Massimo Franceschetti is associate professor in the Department of Electrical and Computer Engineering of University of California at San Diego. He received the Laurea degree, magna cum laude, in Computer Engineering from the University of Naples in 1997, and the M.S. and Ph.D. degrees in Electrical Engineering from the California Institute of Technology in 1999, and 2003. Before joining UCSD, he was a post-doctoral scholar at University of California at Berkeley for two years. Prof. Franceschetti was awarded the C. H. Wilts Prize in 2003 for best doctoral thesis in Electrical Engineering at Caltech; the S. A. Schelkunoff award in 2005 for best paper in the IEEE Transactions on Antennas and Propagation; an NSF CAREER award in 2006, an ONR Young Investigator award in 2007; and the IEEE Communications society best tutorial paper award in 2010. He has held visiting positions at at the Vrije Universiteit Amsterdam in the Netherlands, the Ecole Polytechnique Federale de Lausanne in Switzerland, and the University of Trento in Italy. He is associate editor for communication networks of the IEEE Transactions on Information Theory and has served as guest editor for two issues of the IEEE Journal on Selected Areas in Communication. His research interests are in communication systems theory and include random networks, wave propagation in random media, wireless communication, and control over networks.

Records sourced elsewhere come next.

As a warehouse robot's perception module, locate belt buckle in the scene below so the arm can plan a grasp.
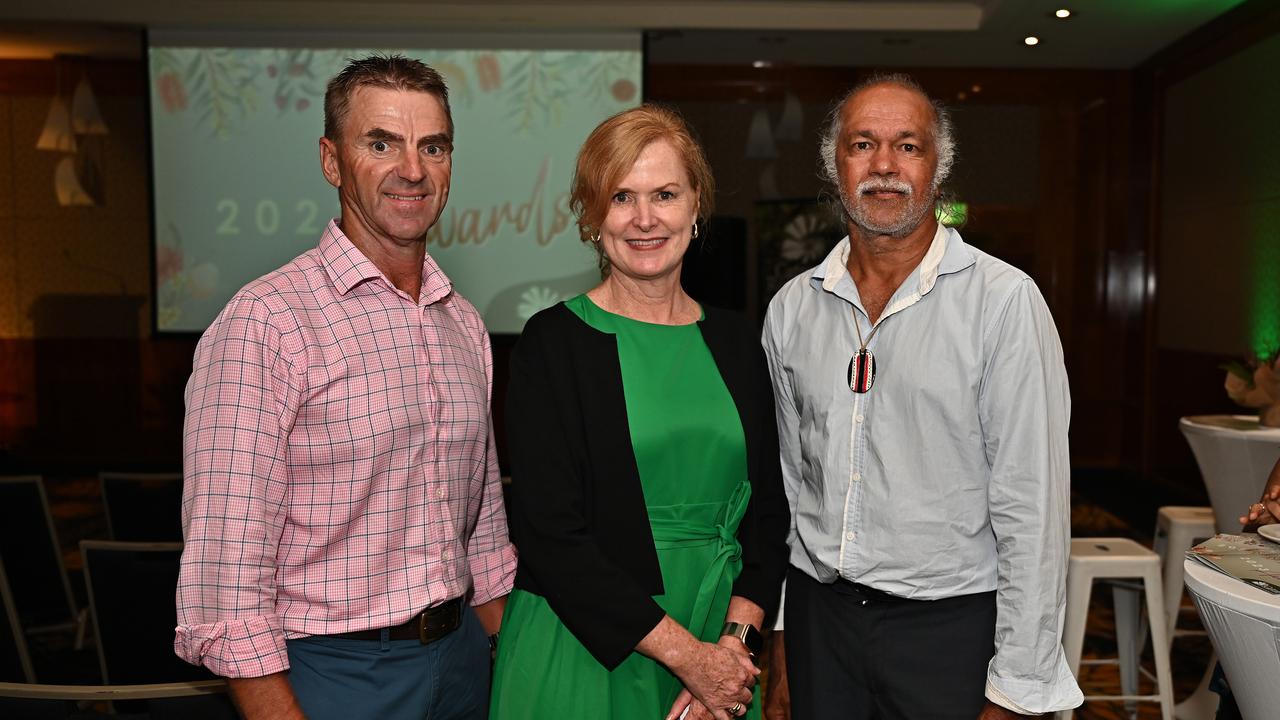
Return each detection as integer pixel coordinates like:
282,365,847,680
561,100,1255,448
417,601,462,644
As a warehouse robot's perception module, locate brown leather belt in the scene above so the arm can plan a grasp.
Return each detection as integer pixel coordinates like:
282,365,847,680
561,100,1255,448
329,597,463,644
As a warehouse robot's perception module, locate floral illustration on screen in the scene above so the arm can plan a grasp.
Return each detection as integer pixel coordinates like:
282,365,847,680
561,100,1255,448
516,284,561,320
265,49,326,115
151,47,259,137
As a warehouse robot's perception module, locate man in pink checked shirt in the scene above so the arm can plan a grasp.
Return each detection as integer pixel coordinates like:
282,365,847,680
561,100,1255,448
174,56,516,720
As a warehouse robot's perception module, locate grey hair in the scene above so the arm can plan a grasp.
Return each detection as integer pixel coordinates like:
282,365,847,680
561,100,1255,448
818,73,956,197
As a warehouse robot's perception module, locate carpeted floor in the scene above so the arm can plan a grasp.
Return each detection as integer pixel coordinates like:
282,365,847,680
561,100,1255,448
31,473,1212,720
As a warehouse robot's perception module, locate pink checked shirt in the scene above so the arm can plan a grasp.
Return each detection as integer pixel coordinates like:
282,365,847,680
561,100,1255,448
174,222,516,678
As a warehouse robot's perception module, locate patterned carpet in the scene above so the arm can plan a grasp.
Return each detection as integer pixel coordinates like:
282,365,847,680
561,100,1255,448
32,474,1216,720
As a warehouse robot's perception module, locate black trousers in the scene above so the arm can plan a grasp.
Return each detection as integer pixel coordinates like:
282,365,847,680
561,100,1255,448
783,568,996,720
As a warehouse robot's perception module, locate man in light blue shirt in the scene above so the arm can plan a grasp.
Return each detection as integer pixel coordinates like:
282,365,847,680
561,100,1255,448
763,76,1082,720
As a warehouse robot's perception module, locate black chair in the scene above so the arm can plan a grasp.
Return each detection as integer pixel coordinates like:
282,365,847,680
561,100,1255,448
99,473,182,542
81,541,214,684
0,560,36,683
0,475,83,635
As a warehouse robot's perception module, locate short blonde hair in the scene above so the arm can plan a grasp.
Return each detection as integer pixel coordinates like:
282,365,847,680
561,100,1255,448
568,104,716,252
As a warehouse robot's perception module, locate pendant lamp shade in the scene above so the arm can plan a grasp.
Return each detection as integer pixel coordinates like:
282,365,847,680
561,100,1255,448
36,95,76,152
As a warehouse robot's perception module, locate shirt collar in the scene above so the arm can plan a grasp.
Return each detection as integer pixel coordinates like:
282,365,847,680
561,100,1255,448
809,224,977,296
320,219,453,305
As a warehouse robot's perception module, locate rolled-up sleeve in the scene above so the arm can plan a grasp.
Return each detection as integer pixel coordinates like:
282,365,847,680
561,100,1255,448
174,289,302,678
979,279,1083,714
467,327,516,605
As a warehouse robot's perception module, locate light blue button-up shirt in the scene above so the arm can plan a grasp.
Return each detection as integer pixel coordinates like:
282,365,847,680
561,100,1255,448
763,225,1082,712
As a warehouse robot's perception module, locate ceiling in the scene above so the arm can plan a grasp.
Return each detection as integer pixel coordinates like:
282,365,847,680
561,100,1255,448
0,0,1244,68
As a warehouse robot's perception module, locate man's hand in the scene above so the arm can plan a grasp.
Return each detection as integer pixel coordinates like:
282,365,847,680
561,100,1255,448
1240,461,1280,532
764,630,791,720
978,700,1034,720
227,673,306,720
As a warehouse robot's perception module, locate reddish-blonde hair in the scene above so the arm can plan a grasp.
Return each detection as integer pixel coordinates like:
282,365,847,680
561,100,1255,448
568,104,716,245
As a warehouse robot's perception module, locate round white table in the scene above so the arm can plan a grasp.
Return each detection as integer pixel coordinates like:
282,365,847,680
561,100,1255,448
1183,560,1280,720
1178,415,1280,527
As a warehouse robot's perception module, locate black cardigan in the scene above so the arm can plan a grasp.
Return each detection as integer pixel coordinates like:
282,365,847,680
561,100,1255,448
507,298,790,670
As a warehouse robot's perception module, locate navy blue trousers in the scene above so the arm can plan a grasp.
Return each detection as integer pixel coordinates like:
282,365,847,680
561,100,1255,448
783,568,996,720
285,609,489,720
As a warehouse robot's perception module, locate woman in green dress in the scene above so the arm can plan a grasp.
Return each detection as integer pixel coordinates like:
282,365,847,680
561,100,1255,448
490,105,790,720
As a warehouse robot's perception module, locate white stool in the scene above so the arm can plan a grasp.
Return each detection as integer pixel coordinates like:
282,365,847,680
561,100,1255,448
1059,538,1174,720
1157,505,1219,720
1155,505,1216,644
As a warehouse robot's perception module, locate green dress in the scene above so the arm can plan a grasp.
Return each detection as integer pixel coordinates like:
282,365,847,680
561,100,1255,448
489,295,760,720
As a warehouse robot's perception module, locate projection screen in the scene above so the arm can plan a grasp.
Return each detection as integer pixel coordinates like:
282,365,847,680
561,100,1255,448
148,31,643,333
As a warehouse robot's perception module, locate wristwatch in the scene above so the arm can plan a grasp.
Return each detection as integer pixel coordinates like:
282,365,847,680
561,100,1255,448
721,623,764,657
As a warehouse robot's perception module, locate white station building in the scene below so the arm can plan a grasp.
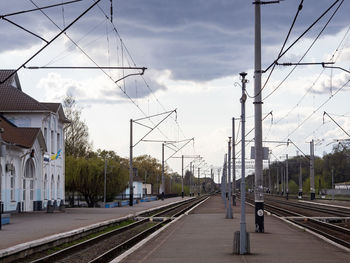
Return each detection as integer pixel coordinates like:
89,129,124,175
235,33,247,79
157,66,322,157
0,70,68,212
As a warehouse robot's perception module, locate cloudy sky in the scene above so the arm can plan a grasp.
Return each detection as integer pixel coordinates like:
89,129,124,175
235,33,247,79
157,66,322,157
0,0,350,182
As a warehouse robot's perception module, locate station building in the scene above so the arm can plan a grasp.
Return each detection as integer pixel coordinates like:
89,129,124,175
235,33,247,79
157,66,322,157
0,70,68,212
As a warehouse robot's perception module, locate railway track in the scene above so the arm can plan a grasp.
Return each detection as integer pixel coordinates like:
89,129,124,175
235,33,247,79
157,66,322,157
247,199,350,248
16,196,207,263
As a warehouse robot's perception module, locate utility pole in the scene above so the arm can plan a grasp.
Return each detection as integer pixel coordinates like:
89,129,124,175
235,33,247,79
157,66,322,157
254,0,264,233
103,156,107,207
181,155,184,198
232,117,236,206
281,167,284,196
276,166,280,195
226,137,233,219
239,72,249,255
332,167,335,200
268,153,272,194
160,143,165,200
192,164,196,196
222,156,227,209
310,139,315,200
298,159,303,199
190,162,193,196
198,167,201,196
129,119,134,206
286,154,289,200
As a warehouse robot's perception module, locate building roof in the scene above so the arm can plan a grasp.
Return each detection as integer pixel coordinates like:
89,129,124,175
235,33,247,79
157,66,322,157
0,114,46,151
0,70,69,123
0,69,22,90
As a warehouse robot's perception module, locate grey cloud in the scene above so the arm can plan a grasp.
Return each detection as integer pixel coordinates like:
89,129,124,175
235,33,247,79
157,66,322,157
0,0,350,83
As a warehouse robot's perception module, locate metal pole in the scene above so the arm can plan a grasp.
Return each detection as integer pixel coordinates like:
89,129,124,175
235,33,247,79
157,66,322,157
129,119,134,206
192,164,196,196
286,154,289,200
198,167,201,196
268,154,272,194
332,167,335,200
181,155,184,198
254,0,264,233
103,157,107,207
232,118,236,206
239,72,247,255
226,137,233,219
276,166,280,195
281,167,285,196
222,157,227,208
190,162,192,196
298,159,303,199
310,139,315,200
160,143,165,200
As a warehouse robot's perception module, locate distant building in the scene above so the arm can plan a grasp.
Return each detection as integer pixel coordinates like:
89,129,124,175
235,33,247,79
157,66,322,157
334,182,350,190
0,70,68,211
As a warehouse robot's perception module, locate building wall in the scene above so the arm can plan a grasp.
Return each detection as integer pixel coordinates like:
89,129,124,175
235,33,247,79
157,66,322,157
1,113,65,211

Georgios B. Giannakis, University of Minnesota, In-network Rank Minimization and Sparsity Regularization: Algorithms and Application to Unveiling Traffic Anomalies
Given a limited number of entries from the superposition of a low-rank matrix plus the product of a known fat compression matrix times a sparse matrix, recovery of the low-rank and sparse components is a fundamental task subsuming compressed sensing, matrix completion, and principal components pursuit. This talk presents algorithms for distributed sparsity-regularized rank minimization over networks, when the nuclear- and l1-norms are used as surrogates to the rank and nonzero entry counts of the sought matrices, respectively. While nuclear-norm minimization has well-documented merits when centralized processing is viable, non-separability of the singular-value sum challenges its distributed minimization. To overcome this limitation, an alternative characterization of the nuclear norm is advocated which leads to a separable, yet non-convex cost minimized via the alternating-direction method of multipliers. The resultant per-node iterations incur affordable complexity and message passing among single-hop neighbors to approach the (centrally attainable) global optimum regardless of initialization. Possible applications presented will include unveiling traffic anomalies in backbone networks, predicting network-wide path latencies, and mapping the RF ambiance using wireless cognitive radios.

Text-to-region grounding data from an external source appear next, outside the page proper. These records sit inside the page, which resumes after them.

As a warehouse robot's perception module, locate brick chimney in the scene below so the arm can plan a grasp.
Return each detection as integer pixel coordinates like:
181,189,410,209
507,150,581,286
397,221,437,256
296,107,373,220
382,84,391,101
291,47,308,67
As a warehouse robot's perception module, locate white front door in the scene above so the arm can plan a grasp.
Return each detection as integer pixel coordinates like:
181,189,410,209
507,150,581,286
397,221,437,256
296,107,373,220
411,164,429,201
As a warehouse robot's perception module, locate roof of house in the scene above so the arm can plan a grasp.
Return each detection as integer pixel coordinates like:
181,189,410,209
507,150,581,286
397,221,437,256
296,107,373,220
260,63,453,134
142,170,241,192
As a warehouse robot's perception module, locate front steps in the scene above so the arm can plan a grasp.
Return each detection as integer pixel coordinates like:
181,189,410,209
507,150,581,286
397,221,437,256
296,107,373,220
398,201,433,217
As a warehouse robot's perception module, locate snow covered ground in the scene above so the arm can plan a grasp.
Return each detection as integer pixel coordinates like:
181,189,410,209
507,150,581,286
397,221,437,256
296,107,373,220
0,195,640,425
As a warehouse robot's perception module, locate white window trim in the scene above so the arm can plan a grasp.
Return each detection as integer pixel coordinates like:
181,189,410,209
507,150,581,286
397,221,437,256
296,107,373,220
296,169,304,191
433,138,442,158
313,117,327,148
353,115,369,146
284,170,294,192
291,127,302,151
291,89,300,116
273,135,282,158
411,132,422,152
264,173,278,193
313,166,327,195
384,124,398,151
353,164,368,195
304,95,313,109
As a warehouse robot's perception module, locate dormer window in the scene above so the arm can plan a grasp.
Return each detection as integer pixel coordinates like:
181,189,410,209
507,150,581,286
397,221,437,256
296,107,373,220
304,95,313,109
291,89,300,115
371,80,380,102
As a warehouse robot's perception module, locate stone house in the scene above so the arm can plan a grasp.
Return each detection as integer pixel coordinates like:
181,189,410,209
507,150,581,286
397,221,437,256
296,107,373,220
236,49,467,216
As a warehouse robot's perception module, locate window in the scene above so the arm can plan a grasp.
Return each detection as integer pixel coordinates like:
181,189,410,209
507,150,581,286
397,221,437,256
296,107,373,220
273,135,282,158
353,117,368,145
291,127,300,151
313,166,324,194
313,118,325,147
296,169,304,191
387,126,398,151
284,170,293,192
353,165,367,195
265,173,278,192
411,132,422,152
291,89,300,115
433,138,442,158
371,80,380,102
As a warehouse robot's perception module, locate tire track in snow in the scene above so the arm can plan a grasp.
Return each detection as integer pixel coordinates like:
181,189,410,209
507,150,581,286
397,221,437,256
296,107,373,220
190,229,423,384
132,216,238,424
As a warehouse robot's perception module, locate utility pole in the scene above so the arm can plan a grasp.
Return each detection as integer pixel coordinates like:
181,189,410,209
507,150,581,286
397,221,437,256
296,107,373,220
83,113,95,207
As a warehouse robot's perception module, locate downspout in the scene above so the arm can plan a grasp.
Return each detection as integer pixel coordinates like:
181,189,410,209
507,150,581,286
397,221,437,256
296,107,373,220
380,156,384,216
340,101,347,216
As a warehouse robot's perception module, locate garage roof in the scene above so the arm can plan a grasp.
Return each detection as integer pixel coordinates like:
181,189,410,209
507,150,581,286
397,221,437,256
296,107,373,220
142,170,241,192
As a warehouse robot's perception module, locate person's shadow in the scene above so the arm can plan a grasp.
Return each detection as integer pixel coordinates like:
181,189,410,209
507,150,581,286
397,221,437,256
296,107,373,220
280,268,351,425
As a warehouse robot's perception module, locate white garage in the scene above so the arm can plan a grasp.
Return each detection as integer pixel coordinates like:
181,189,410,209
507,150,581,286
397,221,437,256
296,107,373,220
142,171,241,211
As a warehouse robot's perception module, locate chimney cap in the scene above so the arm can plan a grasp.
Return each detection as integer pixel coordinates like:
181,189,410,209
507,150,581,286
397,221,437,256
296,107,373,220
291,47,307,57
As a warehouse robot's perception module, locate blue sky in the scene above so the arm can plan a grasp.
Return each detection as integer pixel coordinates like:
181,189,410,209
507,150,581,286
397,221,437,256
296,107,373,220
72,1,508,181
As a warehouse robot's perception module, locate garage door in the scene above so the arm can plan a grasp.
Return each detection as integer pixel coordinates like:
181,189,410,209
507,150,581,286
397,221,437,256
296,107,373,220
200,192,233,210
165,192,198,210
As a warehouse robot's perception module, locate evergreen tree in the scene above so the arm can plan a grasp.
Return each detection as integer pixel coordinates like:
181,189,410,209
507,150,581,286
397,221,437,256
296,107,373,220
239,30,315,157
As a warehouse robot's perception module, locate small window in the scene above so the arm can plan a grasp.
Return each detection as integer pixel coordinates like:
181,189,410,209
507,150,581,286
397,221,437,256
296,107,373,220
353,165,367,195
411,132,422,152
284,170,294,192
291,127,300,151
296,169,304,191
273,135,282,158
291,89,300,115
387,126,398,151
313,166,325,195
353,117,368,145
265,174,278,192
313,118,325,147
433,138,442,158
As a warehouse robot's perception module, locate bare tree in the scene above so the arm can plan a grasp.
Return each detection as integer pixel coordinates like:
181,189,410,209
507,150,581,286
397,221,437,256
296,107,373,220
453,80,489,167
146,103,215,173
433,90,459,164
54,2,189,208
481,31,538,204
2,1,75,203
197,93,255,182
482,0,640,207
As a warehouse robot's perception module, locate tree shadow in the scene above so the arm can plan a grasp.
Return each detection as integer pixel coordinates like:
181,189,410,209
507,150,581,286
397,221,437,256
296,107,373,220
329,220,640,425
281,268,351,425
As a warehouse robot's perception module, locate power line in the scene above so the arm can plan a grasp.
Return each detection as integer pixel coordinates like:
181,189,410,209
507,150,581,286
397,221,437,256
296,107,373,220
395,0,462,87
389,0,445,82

G. B. Giannakis (IEEE Fellow’97) received his Diploma in Electrical Engr. from the Ntl. Tech. Univ. of Athens, Greece, 1981. From 1982 to 1986 he was with the Univ. of Southern California (USC), where he received his MSc. in Electrical Engineering, 1983, MSc. in Mathematics, 1986, and Ph.D. in Electrical Engr., 1986. Since 1999 he has been a professor with the Univ. of Minnesota, where he now holds an ADC Chair in Wireless Telecommunications in the ECE Department, and serves as director of the Digital Technology Center. His general interests span the areas of communications, networking and statistical signal processing - subjects on which he has published more than 300 journal papers, 500 conference papers, 20 book chapters, two edited books and two research monographs. Current research focuses on compressive sensing, cognitive radios, cross-layer designs, wireless sensors, social and power grid networks. He is the (co-) inventor of 21 patents issued, and the (co-) recipient of 8 best paper awards from the IEEE Signal Processing (SP) and Communications Societies, including the G. Marconi Prize Paper Award in Wireless Communications. He also received Technical Achievement Awards from the SP Society (2000), from EURASIP (2005), a Young Faculty Teaching Award, and the G. W. Taylor Award for Distinguished Research from the University of Minnesota. He is a Fellow of EURASIP, and has served the IEEE in a number of posts, including that of a Distinguished Lecturer for the IEEE-SP Society.

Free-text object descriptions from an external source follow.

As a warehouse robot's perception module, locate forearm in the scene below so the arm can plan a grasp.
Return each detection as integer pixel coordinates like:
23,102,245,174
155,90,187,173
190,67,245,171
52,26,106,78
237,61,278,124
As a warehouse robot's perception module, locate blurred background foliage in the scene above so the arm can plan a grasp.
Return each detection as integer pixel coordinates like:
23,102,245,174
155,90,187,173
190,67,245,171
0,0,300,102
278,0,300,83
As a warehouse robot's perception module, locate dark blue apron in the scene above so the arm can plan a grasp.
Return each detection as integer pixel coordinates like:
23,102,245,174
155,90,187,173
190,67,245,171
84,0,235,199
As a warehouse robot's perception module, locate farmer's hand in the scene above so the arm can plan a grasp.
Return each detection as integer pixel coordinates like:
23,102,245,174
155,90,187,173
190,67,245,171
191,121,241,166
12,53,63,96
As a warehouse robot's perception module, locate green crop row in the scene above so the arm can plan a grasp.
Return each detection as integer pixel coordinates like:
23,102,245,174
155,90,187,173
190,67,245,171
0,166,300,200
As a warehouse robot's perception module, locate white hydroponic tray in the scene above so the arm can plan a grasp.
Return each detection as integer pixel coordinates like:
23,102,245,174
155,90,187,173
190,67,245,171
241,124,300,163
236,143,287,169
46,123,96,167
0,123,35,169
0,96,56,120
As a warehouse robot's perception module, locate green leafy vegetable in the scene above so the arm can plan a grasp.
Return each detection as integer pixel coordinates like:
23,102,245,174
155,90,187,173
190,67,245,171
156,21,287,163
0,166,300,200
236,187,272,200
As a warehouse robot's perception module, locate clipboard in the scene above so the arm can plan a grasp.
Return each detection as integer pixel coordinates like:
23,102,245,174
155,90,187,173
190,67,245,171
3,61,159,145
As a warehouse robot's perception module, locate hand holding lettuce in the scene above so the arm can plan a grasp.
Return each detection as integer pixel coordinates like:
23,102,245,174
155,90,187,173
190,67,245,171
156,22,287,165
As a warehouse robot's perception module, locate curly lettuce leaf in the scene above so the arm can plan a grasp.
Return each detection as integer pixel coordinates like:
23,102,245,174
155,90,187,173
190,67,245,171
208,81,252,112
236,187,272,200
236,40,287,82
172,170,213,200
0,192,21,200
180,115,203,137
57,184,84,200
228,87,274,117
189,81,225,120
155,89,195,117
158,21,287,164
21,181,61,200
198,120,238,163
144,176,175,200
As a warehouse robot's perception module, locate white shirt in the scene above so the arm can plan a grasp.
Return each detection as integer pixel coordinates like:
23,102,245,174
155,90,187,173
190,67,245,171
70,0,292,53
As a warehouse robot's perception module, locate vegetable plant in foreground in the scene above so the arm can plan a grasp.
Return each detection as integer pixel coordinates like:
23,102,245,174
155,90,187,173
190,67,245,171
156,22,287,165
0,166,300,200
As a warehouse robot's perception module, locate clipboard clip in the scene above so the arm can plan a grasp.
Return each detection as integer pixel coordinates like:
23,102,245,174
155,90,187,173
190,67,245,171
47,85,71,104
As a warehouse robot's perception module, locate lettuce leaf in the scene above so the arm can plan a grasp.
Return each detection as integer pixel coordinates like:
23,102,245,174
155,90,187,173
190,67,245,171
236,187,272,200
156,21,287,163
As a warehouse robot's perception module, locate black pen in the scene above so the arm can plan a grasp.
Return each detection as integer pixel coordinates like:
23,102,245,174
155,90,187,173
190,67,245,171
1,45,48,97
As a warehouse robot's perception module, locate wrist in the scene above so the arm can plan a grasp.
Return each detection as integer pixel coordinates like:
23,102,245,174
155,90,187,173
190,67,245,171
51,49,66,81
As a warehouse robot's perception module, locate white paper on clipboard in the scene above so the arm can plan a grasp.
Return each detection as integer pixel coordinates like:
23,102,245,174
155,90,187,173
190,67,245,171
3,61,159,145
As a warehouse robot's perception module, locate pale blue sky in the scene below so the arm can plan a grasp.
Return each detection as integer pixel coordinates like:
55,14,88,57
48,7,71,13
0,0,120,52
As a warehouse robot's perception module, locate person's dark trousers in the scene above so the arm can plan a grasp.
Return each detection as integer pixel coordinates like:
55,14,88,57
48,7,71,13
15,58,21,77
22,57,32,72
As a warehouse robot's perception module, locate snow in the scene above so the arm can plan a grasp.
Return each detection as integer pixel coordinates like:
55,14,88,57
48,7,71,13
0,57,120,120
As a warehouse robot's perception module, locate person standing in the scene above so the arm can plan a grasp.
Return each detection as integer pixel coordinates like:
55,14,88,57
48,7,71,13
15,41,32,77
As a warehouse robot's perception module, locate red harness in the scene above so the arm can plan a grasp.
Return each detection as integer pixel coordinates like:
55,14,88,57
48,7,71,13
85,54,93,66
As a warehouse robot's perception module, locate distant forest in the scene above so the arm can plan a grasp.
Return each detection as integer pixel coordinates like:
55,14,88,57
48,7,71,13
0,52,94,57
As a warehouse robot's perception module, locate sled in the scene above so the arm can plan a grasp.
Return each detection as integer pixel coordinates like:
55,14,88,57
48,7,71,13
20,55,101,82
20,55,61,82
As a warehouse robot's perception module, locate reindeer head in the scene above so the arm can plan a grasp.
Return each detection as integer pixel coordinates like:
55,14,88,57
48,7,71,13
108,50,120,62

Ian A. Hiskens, University of Michigan, Enhanced Power System Responsiveness Through Distributed
Control of Loads
Responsive load control offers a particularly effective approach to compensating for the variability inherent in large-scale renewable generation. Furthermore, as plug-in electric vehicles grow in popularity, scheduling their charging load will become vitally important to prevent local overloads, and to ensure optimal use of generation resources. Fortunately expansive communications networks and advances in distributed control algorithms facilitate precise, non-disruptive forms of load control. The presentation will discuss various approaches to coordinated control of large numbers of highly distributed and diverse loads. At the local distribution level, we will consider distributed model predictive control (MPC) and consensus algorithms. We will show that game-based strategies provide an effective mechanism for optimally scheduling electric vehicle charging, and that hysteretic controls enable precise tracking of variations in renewable energy production. The technology underpinning ubiquitous load control will be examined, and technical challenges will be considered. A range of applications will be presented.
Ian A. Hiskens is the Vennema Professor of Engineering in the Department of Electrical Engineering and Computer Science at the University of Michigan in Ann Arbor. He has held prior appointments in the electricity supply industry (for ten years), and various universities in Australia and the United States. Dr Hiskens’ research focuses on power system analysis, in particular the modelling, dynamics and control of large-scale, networked, nonlinear systems. His recent activities include integration of renewable generation and new forms of load. He is actively involved in various IEEE societies, and is the VP for Finance of the IEEE Systems Council. He is a Fellow of the IEEE, a Fellow of Engineers Australia, and a Chartered Professional Engineer in Australia.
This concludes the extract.